Auf diesem Weg können Unternehmen und Behörden einen „Sovereign Workspace“ schaffen – einen digital souveränen Arbeitsplatz. Abstriche in Sachen Leistungsfähigkeit und Funktionsumfang müssen sie dabei keine machen. Entgegen verbreiteter Vorurteile kann ein Open-Source-Ökosystem in diesen Punkten mit proprietären Plattformen mithalten und sie sogar übertreffen. Für selbst gehostete Lösungen, die miteinander integriert sind, benötigen Organisationen dabei natürlich ein kompetentes IT-Team, entweder im eigenen Haus oder bei einem Dienstleister. Wenn solch ein dediziertes Team den Rahmen sprengen würde, bieten sich die SaaS-Lösungen von vertrauenswürdigen europäischen Hostern an. Sie können Organisationen auch ohne eigenes Rechenzentrum eine einfache, effiziente und gleichzeitig datensouveräne Arbeitsumgebung zur Verfügung stellen.
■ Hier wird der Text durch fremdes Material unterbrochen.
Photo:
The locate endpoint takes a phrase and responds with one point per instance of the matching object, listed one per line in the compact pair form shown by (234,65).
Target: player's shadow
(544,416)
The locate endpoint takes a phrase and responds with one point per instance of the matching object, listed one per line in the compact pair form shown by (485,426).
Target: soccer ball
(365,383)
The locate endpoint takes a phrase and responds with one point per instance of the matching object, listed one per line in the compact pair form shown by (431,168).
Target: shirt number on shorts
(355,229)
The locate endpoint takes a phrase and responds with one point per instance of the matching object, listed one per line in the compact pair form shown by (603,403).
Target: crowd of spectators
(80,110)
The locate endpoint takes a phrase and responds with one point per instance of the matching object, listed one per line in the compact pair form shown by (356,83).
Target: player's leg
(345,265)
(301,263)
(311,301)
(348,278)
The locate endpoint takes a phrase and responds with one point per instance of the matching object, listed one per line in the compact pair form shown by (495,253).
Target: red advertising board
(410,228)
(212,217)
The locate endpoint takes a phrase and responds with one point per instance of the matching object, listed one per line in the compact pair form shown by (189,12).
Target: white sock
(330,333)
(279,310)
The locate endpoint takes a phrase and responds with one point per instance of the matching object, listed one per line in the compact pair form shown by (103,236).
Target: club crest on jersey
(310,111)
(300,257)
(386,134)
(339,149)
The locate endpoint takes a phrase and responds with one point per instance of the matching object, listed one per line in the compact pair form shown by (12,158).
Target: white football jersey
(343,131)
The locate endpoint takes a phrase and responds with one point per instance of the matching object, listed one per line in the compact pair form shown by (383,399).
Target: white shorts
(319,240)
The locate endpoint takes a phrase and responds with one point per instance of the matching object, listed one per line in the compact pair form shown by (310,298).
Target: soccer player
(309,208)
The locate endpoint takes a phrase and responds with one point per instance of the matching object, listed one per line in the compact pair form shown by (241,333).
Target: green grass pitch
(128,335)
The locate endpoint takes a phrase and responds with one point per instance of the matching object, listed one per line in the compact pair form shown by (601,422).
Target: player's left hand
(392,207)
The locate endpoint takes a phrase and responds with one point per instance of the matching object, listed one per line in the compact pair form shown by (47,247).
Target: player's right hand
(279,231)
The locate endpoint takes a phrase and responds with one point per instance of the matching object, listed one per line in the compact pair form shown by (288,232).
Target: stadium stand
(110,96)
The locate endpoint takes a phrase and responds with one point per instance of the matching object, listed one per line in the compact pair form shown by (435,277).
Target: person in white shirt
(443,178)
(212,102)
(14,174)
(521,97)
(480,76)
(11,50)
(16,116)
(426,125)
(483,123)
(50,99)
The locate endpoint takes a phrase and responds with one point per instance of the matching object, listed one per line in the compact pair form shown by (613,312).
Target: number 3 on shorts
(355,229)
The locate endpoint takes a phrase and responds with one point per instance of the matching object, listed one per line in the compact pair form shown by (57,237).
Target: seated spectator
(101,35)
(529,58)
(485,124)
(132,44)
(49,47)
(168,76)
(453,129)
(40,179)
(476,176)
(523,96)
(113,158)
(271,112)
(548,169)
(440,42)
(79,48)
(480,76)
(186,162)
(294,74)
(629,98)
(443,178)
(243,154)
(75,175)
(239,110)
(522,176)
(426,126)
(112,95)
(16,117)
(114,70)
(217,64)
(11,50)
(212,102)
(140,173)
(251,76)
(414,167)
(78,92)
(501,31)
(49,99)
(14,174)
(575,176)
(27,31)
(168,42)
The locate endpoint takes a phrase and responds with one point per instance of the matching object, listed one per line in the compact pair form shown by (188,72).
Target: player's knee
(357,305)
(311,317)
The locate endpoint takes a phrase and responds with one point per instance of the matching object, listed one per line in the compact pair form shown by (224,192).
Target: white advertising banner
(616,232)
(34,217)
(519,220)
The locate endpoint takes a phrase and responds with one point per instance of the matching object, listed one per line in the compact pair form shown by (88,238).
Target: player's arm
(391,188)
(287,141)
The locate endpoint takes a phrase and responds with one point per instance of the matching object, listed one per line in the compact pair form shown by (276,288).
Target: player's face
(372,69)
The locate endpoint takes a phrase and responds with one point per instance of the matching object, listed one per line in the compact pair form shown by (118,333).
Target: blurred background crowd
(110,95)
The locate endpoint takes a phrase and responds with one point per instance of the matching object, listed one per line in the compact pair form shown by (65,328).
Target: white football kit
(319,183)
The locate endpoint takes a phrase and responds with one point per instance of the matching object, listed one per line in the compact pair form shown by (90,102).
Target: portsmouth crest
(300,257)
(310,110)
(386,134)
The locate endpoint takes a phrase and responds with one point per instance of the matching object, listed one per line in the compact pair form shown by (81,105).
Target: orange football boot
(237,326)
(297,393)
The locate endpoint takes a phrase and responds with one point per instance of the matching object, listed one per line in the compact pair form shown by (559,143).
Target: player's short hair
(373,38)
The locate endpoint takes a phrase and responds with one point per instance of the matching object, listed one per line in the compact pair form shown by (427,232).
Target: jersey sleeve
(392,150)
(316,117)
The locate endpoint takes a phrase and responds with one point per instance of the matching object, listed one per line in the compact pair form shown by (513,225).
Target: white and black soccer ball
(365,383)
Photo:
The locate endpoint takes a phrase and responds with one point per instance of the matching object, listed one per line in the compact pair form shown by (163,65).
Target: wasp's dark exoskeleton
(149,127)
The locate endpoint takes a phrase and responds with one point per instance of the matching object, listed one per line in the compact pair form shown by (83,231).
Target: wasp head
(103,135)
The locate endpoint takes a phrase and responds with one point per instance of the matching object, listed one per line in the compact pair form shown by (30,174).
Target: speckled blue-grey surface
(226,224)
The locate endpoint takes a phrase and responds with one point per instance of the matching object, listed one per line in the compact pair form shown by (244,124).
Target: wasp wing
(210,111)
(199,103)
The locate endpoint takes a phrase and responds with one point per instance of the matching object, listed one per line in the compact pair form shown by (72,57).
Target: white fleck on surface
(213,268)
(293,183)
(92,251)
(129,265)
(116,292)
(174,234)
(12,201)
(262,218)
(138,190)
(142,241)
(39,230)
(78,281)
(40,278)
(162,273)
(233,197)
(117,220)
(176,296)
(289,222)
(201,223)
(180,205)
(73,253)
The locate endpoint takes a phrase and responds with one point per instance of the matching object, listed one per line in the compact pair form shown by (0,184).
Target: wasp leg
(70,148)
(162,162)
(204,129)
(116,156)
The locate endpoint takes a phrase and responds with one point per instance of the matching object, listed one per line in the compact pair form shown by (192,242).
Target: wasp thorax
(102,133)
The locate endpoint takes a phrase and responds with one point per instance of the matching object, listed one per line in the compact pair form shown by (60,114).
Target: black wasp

Durch den Einsatz von Open-Source-Software profitieren Unternehmen und Behörden nicht nur selbst. Sie unterstützen damit auch die Unabhängigkeitsbestrebungen des gesamteuropäischen Wirtschaftsraums. Digitalwirtschaftlich liegen Deutschland und Europa momentan weit abgeschlagen hinter den USA und China. Die Stärkung der Open-Source-Ökosysteme bietet der europäischen Wirtschaft die große Chance, echte Alternativen zu den US-amerikanischen und chinesischen Hyperscalern zu schaffen, sich aus der Abhängigkeit von ihnen zu befreien und selbst von der digitalen Wertschöpfung zu profitieren. Auch auf volkswirtschaftlicher Ebene ist quelloffene Software der Hoffnungsträger schlechthin. Das sieht die neue deutsche Regierung genauso und setzt deshalb im Koalitionsvertrag bei der Digitalen Souveränität ausdrücklich auf Open Source.